一粒万倍日 (旧暦 師走廿八日)

 知らんかったわー。
 つか、気づかんかったわー。

https://news.yahoo.co.jp/articles/bb41fa459c751c584e3faaada23040a375ba24ed

 なるほど。
 プルトンロケットで自爆したのは禊ぎだったのですか。
 確かに言われてみれば、デストロン科学者時代には、拉致された人々を改造してきたはずで。しかも洗脳されてではなく自分の意志で。
 となれば、贖罪なくして「仮面ライダー4号」には、なれんわな。
 贖罪ったって、V3に味方するだけでは無論のこと桁違いに足りない。
 これは気づかぬ自分が阿呆でした。

 このあたり、平成令和ライダーは甘いんですよね。
 気づけばシレッと味方になってて正義ヅラしてやがる元悪ライダーの何と多いことか。

 しかしながら。
 昭和ライダーのメイン・ライターである伊上勝氏の御子息で、平成ライダーで何作も書いておられた井上敏樹氏が独りですべて書き上げた『555』では、人を殺めたキャラは、後に善側になっても例外なく最期を迎えています。
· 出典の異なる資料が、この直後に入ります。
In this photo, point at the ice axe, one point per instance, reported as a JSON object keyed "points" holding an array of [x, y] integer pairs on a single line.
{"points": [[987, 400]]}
これだけは徹底していた。
 馬オルフェノクに覚醒した木場は、自分を裏切った従兄弟と元恋人を餌食にしました。
 鶴オルフェノクに覚醒した長田も、自分を虐めていた部員たちを消し去ります。
 二人とも善人なんですよ。それが悪人どもに虐げられた結果ブチ切れただけで。でも、罪は消えないので無念のまま死んだ。つまり贖罪させられた。
 無差別殺人を繰り返していた蜘蛛オルフェノク・澤田は最後には良い人になったけど、それでも贖罪としてでしょう、よりにもよってラッキー・クローバーと闘っている最中に、カイザの横槍で倒されました。
 そのカイザこと草加は、たっくんへの度重なる陰謀の積み重ねの末路でか、ズタボロになったところで木場に首を折られた。こいつ、オルフェノク以外は殺してないんだけどね。でもまあ性根が身勝手で陰湿邪悪だったからなぁ(苦笑)。
 オルフェノクを滅ぼすべく暗躍していた山羊オルフェノクの花形は、しかしながらドライバー開発のため一般人を実験体にした罪でか志半ばで灰に。
 温厚な愛犬家で、溺愛する愛犬チャコが迷子になったときなど「二度と離しちゃダメ」と叱ってきた少女に謝るほどのジェイ@鰐オルフェノクとて例外ではなく。
 一方で。
 蛇オルフェノク化した自分を面白がって悪ぶっていた海堂は、実は一人も手にかけていなかった(殺人犯に対する正当防衛が一回だけあった)ためか、最終話でも元気そうにしてました。
 同じく、百足オルフェノクの琢磨も、ラッキー・クローバーに属する悪役幹部ながら結果的にとは言え劇中で一人も殺めていなかったことの褒美なのかどうか、最終話では井上敏樹現場監督(笑)に怒鳴られながら工事現場で真面目に汗を流しています。
 ロブスター冴子だけは判断が難しいところではあります。彼女が劇中で手にかけたのは、オルフェノクの力を使い果たして変身できなくなった後の長田なんですよね。このときの長田が人なのかオルフェノクなのか、よく判らない。だからでしょうか、冴子は生き残ったものの人間を完全に辞めて百%バケモノになった。